I've never been in a genuine creepy old mansion, so maybe this is normal, but doesn't a hallway that leads nowhere the kind of thing you'd question when buying a house, and demand an explanation from the previous owner about? Didn't someone inspect this place?

They tear down the wall, revealing a sturdy old door which the key unlocks, just as predicted. While the men are busy opening the door wife reveals that she's brought along a gun for 'protection'. For some reason husband doesn't insist on her putting it safely away before they enter the room.

Lighting their way by a conveniently-placed-and-filled oil lantern, they look around the shockingly creepy room-

You know, the fact that these dolls are hung everywhere is certainly creepy, but the connected fact that they're all made of plastic would tend to throw suspicion on the claim that the room has been sealed for a hundred years.

The group then makes the insane choice to go ahead and lock the door, just as the ghost requested - as if a ghost's requests are something you should make decisions based on. Meanwhile wife starts reading Ophelia's diary, which instantly drives her mad. It's at this point that allowing her to hold onto the gun proves to have been a very poor decision.

Husband dutifully has the expected heart attack, helped along by the shock of witnessing his wife pretend to shoot Michael. As his last act, husband drops the key into the crack as the ghost instructed, hoping that will break the spell. Also, presumably, leave them trapped in a sealed room so they can die of thrist.

The spell isn't broken, though, and wife puts the gun near her head and pulls the trigger. Husband dutifully collapses from the shock, allowing the two lovers to stop feigning death and begin gloating over their evil scheme.

With husband dying wife explains the scheme - there never was a madness room at all! She had the house remodeled while he was in the hospital from a previous heart attack, and had the workers board up an existing room after she'd filled it with creepy dolls and a fake diary! Wow, this is what I'd call a long game! Also a nonsense game - we're expected to believe that the husband didn't notice that before he went into the hospital there was a room at one end of the house, and when he came out there was a mysterious hallway that went nowhere?

As Michael prepares to finish husband off the old man grabs the lantern and throws it against the wall, lighting the room on fire. Wife and Michael try to flee, but are confronted with the locked door! And neither of them has a spare key. How could they make they make a mistake so profoundly stupid? It seems that each one assumed the other had the key because they'd sent the last message about dropping a key down a crack. Little did they know that there really was a Ben working through the Ouija board... and he didn't take kindly to having his name used for manipulation and murder!
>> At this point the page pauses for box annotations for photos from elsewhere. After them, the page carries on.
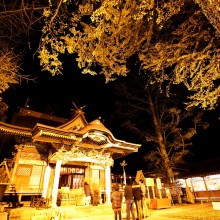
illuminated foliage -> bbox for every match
[39,0,220,109]
[0,0,46,93]
[113,76,208,182]
[0,51,19,93]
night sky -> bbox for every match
[2,43,220,177]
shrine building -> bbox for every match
[0,108,141,207]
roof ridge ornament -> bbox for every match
[71,101,86,116]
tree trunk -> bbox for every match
[148,92,174,183]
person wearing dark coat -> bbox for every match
[111,184,123,220]
[132,181,143,220]
[84,182,91,206]
[124,182,135,220]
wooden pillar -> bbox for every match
[105,166,111,204]
[42,165,51,198]
[51,160,62,207]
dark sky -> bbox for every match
[2,46,220,173]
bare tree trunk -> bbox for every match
[148,92,174,183]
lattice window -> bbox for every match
[17,166,32,176]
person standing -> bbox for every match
[139,180,149,217]
[84,182,91,206]
[111,184,123,220]
[132,181,143,220]
[124,183,135,220]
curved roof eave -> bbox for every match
[0,121,32,137]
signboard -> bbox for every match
[135,170,145,184]
[145,178,154,186]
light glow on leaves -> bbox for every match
[39,0,220,109]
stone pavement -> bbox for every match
[0,204,217,220]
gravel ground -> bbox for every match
[150,203,220,220]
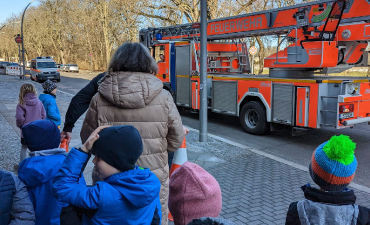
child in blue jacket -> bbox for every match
[53,126,162,225]
[18,120,86,225]
[39,80,61,127]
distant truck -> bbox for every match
[30,56,60,82]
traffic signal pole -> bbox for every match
[199,0,208,142]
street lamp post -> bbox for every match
[21,0,35,80]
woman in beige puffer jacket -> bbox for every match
[81,43,185,225]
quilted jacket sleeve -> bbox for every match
[80,95,99,143]
[167,92,185,152]
[53,148,102,209]
[46,99,60,121]
[15,104,26,128]
[9,174,35,225]
[40,101,46,120]
[285,202,301,225]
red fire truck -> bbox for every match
[140,0,370,134]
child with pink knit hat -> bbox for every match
[168,162,234,225]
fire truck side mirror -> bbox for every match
[355,51,370,67]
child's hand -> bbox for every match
[81,126,110,153]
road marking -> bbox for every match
[58,89,75,97]
[186,126,370,193]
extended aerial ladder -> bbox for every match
[139,0,370,134]
[140,0,370,77]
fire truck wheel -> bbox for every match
[239,101,269,134]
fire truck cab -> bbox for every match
[140,0,370,134]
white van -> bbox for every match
[30,56,60,82]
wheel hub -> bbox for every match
[245,109,258,128]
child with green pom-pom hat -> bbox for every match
[285,135,370,225]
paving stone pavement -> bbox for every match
[0,76,370,225]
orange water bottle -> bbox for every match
[59,138,68,152]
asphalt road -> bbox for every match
[58,73,370,187]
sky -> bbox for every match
[0,0,39,24]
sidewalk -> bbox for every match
[0,75,370,224]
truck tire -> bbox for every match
[239,101,269,134]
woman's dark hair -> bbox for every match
[188,218,224,225]
[107,43,158,74]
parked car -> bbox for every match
[59,64,67,71]
[30,56,60,82]
[4,62,20,75]
[0,61,9,69]
[65,64,80,73]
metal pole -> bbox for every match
[199,0,208,142]
[18,44,21,64]
[21,0,35,80]
[252,55,254,74]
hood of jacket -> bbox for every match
[24,93,38,105]
[39,93,55,102]
[18,149,66,188]
[105,166,161,208]
[297,186,359,225]
[98,72,163,109]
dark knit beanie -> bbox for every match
[42,80,57,93]
[309,135,357,191]
[92,125,143,172]
[22,120,60,151]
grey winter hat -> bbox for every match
[42,79,57,93]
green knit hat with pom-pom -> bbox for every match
[309,135,357,191]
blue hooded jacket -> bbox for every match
[39,94,62,126]
[18,149,86,225]
[53,149,162,225]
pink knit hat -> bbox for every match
[168,162,222,225]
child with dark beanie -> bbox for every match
[18,120,86,225]
[285,135,370,225]
[39,80,62,128]
[53,125,162,225]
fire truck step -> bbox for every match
[320,123,335,127]
[321,96,338,99]
[320,109,337,113]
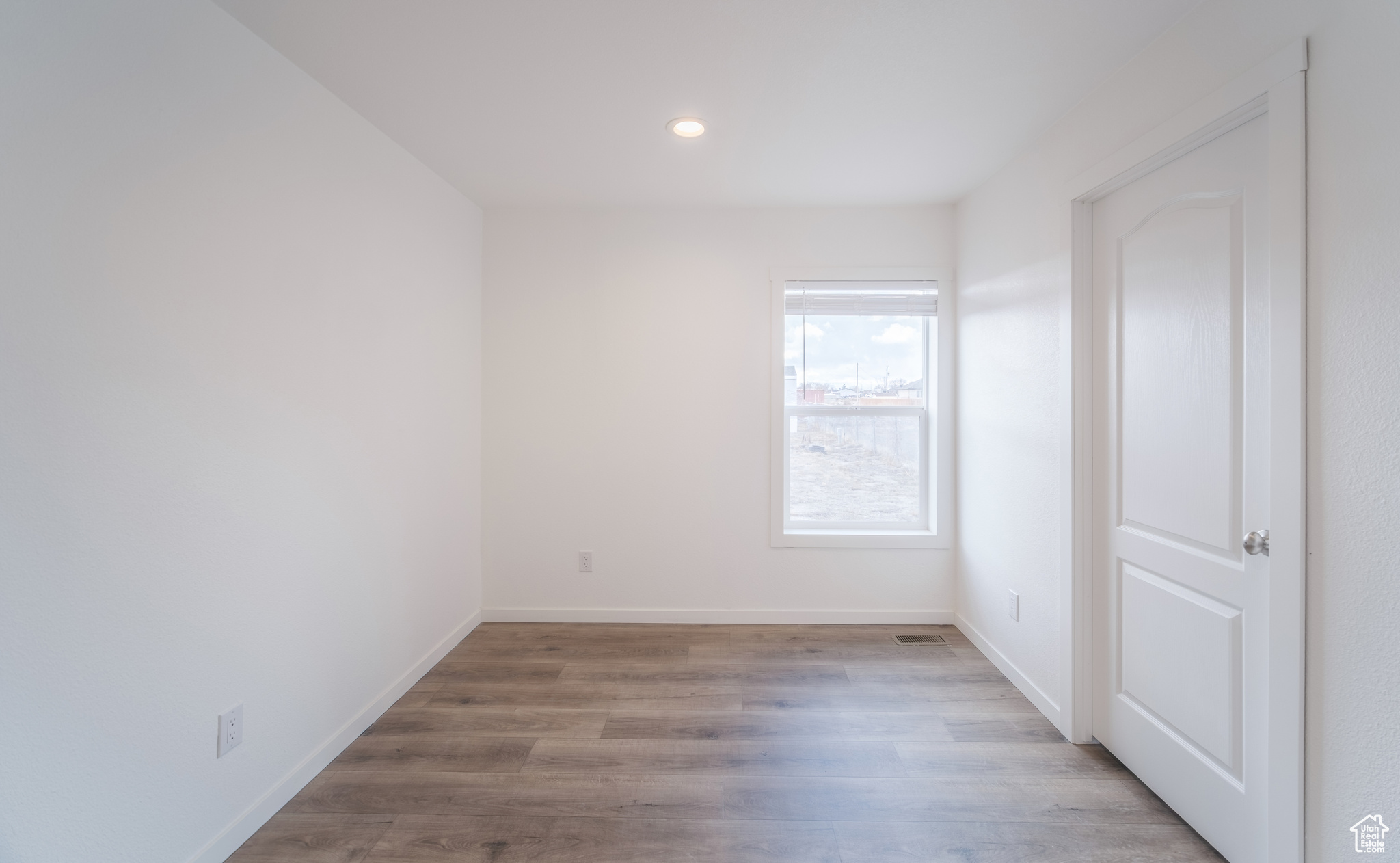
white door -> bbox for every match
[1092,114,1270,863]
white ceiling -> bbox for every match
[215,0,1197,206]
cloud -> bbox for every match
[871,323,918,345]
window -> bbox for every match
[772,270,950,546]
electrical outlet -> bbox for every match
[218,704,243,758]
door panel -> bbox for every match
[1092,114,1270,863]
[1120,563,1243,778]
[1118,195,1245,557]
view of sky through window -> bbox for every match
[784,315,932,402]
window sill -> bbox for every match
[770,529,951,548]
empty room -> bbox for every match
[0,0,1400,863]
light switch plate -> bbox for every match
[218,704,243,758]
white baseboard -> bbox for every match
[189,612,482,863]
[482,608,954,625]
[955,615,1068,739]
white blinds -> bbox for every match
[784,282,938,317]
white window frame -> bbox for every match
[768,266,955,548]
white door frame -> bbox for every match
[1058,39,1308,860]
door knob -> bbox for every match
[1245,531,1268,557]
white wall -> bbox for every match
[958,0,1400,860]
[483,206,954,622]
[0,0,480,863]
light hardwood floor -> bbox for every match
[231,624,1221,863]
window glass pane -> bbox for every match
[788,416,923,525]
[783,315,930,406]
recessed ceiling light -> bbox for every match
[667,116,704,137]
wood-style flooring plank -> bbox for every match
[602,711,957,743]
[326,734,535,773]
[422,659,564,683]
[689,641,995,668]
[727,776,1180,824]
[463,624,731,644]
[301,771,723,818]
[729,624,971,649]
[943,712,1066,743]
[227,812,393,863]
[896,741,1133,779]
[448,641,691,663]
[232,624,1218,863]
[366,815,840,863]
[836,821,1224,863]
[846,661,1014,688]
[429,684,743,711]
[558,663,851,687]
[366,708,608,737]
[744,687,1039,716]
[521,740,907,776]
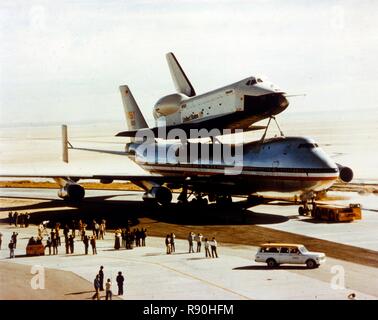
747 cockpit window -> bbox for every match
[298,143,319,149]
[245,78,257,86]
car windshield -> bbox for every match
[299,246,308,253]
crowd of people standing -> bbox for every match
[114,227,147,250]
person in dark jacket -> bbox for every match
[68,234,74,253]
[98,266,104,291]
[91,237,97,254]
[116,271,125,296]
[83,236,89,254]
[92,275,100,300]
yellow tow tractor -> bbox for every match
[311,203,362,222]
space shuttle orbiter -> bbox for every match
[117,52,289,137]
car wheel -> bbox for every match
[266,259,277,268]
[306,259,316,269]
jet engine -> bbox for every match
[336,163,353,182]
[153,93,188,119]
[143,186,172,205]
[58,183,85,201]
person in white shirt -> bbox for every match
[210,237,218,258]
[205,238,211,258]
[196,233,203,252]
[105,279,113,300]
[188,232,194,253]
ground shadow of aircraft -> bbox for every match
[1,195,288,229]
[232,265,308,271]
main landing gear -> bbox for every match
[298,194,316,216]
[177,187,232,207]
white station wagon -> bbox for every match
[255,243,325,268]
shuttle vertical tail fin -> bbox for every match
[119,85,148,130]
[166,52,196,97]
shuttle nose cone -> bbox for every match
[274,93,289,114]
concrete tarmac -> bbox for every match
[0,189,378,300]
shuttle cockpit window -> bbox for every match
[298,143,319,149]
[245,78,257,86]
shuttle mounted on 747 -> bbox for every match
[117,53,289,137]
[2,53,353,212]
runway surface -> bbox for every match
[0,189,378,300]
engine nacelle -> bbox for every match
[336,163,353,182]
[153,93,188,119]
[58,183,85,201]
[143,187,172,205]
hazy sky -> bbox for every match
[0,0,378,124]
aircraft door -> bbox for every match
[272,160,280,168]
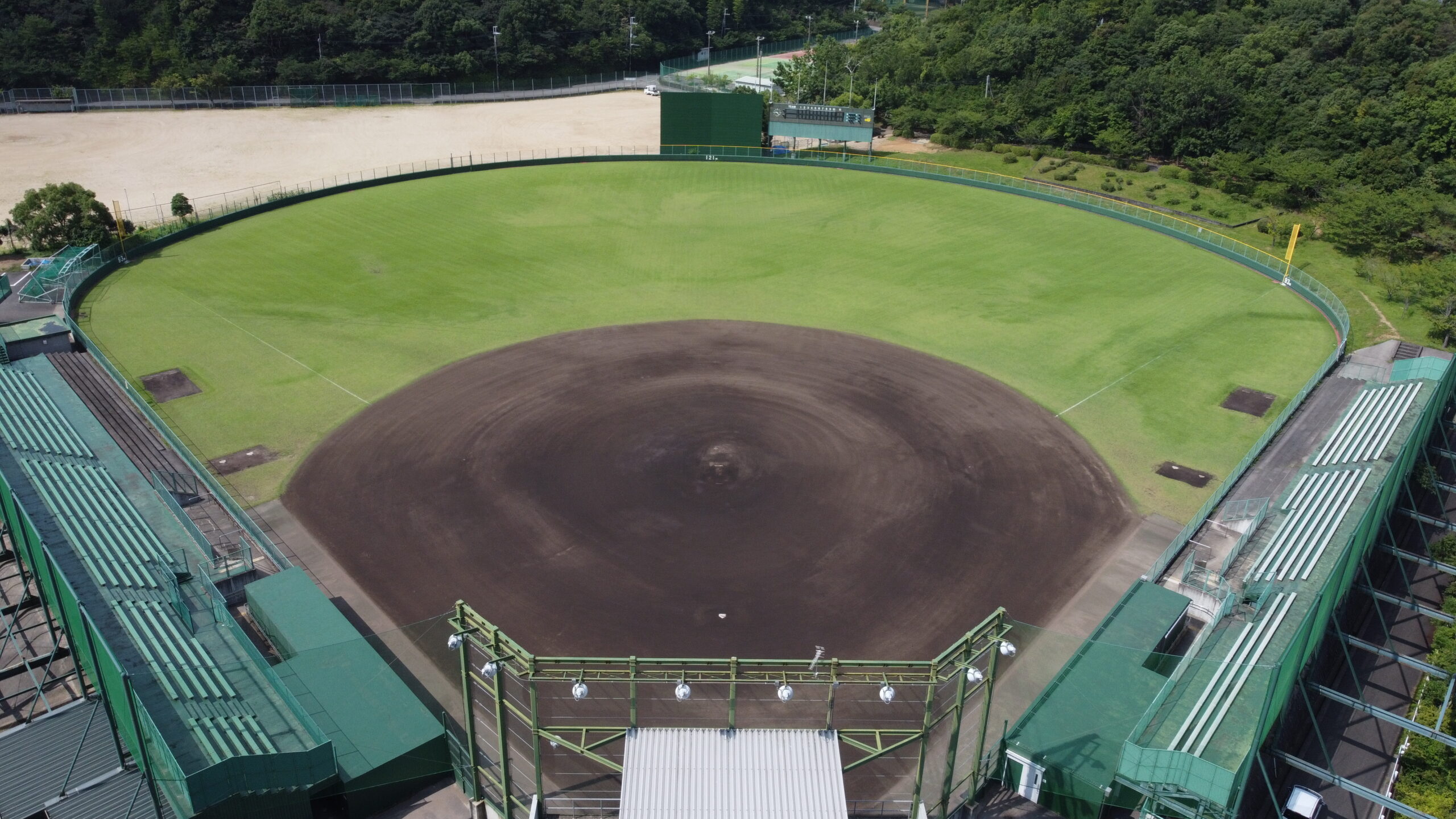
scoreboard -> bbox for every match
[769,102,875,143]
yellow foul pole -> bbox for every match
[1284,225,1299,287]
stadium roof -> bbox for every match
[621,729,849,819]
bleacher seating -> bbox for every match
[0,367,93,458]
[188,714,278,764]
[1312,382,1421,466]
[1168,593,1297,756]
[112,601,237,700]
[1248,468,1370,581]
[20,459,171,589]
[0,359,276,764]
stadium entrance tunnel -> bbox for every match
[284,321,1137,659]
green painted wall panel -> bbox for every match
[660,93,763,147]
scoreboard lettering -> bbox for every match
[769,102,874,130]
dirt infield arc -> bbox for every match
[284,321,1136,659]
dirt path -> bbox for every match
[0,90,658,218]
[1358,290,1401,338]
[284,321,1136,659]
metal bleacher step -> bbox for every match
[187,714,278,764]
[0,367,94,458]
[112,601,237,700]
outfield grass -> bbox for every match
[83,162,1335,520]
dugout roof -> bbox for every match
[621,729,849,819]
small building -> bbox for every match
[0,316,71,361]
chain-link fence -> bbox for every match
[657,29,869,92]
[0,72,652,114]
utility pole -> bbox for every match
[869,80,879,162]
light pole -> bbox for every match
[627,18,636,75]
[491,26,501,92]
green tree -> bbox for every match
[10,182,117,252]
[172,194,193,218]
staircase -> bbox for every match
[1392,341,1424,361]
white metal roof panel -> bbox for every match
[621,729,849,819]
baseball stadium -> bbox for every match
[0,86,1456,819]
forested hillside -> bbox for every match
[780,0,1456,262]
[0,0,853,88]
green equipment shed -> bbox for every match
[998,581,1190,819]
[660,92,763,147]
[246,568,452,816]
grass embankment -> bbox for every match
[885,148,1438,350]
[84,162,1334,519]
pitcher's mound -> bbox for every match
[286,321,1134,659]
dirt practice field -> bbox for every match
[0,90,658,220]
[284,321,1136,659]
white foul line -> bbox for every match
[1054,290,1274,418]
[173,287,369,404]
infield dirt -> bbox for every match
[284,321,1137,659]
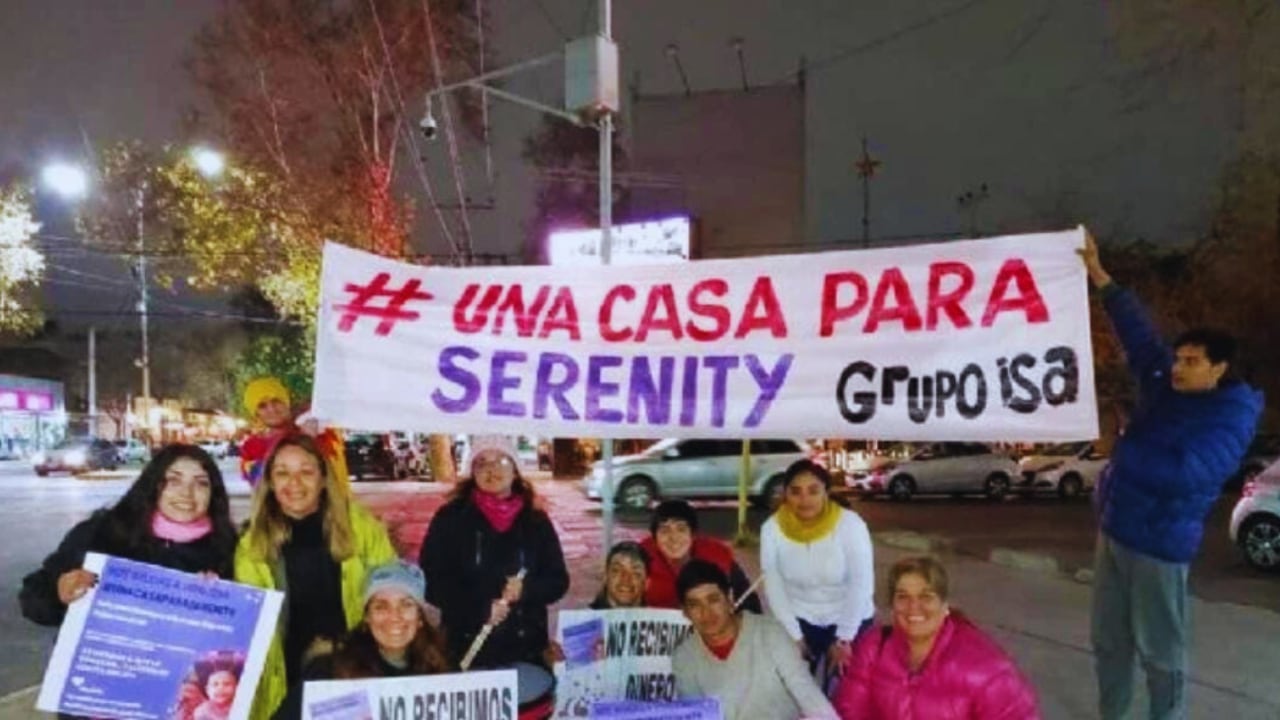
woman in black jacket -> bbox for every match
[18,445,236,625]
[419,437,568,669]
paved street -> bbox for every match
[670,486,1280,611]
[0,462,1280,719]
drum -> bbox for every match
[512,662,556,720]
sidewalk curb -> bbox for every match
[72,470,133,480]
[987,547,1061,575]
[872,530,943,553]
[0,685,44,717]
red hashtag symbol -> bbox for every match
[333,273,434,336]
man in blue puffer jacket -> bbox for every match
[1080,229,1262,720]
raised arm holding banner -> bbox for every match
[315,228,1097,441]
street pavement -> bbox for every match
[0,466,1280,720]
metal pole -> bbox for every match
[88,325,97,437]
[599,0,613,543]
[733,439,751,546]
[137,182,151,443]
[863,135,872,247]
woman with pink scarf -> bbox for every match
[18,445,236,625]
[419,436,568,669]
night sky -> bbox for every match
[0,0,1233,319]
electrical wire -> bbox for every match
[369,0,462,255]
[422,0,475,261]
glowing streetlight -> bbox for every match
[40,163,88,200]
[191,146,227,178]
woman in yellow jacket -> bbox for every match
[236,434,396,720]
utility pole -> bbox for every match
[88,325,97,437]
[854,135,881,247]
[136,181,151,443]
[599,0,619,543]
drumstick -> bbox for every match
[458,568,527,671]
[733,573,764,612]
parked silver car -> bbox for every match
[582,438,813,509]
[111,438,151,465]
[847,442,1018,500]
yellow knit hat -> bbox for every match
[244,378,289,416]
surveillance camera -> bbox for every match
[417,114,439,140]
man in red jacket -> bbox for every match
[640,500,763,612]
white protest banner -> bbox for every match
[314,228,1098,441]
[36,552,284,720]
[302,670,520,720]
[556,607,692,717]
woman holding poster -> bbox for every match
[275,560,453,720]
[760,460,876,679]
[419,427,568,669]
[236,434,396,717]
[18,445,236,625]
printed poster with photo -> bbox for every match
[36,552,283,720]
[556,607,692,717]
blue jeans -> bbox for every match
[1092,533,1190,720]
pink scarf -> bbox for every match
[151,510,214,543]
[471,488,525,533]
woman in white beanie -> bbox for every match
[419,436,568,669]
[274,560,453,720]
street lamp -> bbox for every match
[191,145,227,179]
[40,161,88,200]
[41,145,227,436]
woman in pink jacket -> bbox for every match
[833,557,1041,720]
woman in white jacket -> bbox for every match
[760,460,876,682]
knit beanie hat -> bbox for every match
[365,560,426,605]
[462,436,520,478]
[244,378,289,418]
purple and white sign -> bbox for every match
[36,553,283,720]
[591,697,724,720]
[312,229,1098,442]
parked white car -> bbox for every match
[846,442,1019,500]
[197,439,227,460]
[582,438,813,510]
[1230,461,1280,570]
[1014,442,1110,498]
So everyone dies of smoke inhalation in the madness room, and the credits roll, leaving us with one question: If they'd planned and rehearsed this scheme so thoroughly (as they must have), why did neither Michael nor wife find it suspicious when a new message was added to the end of the Ouija board sequence? More importantly, why did they go out of their way to gloat to husband, rather than playing dead until they were sure he was gone?

Probably because this wasn't exactly a stellar episode.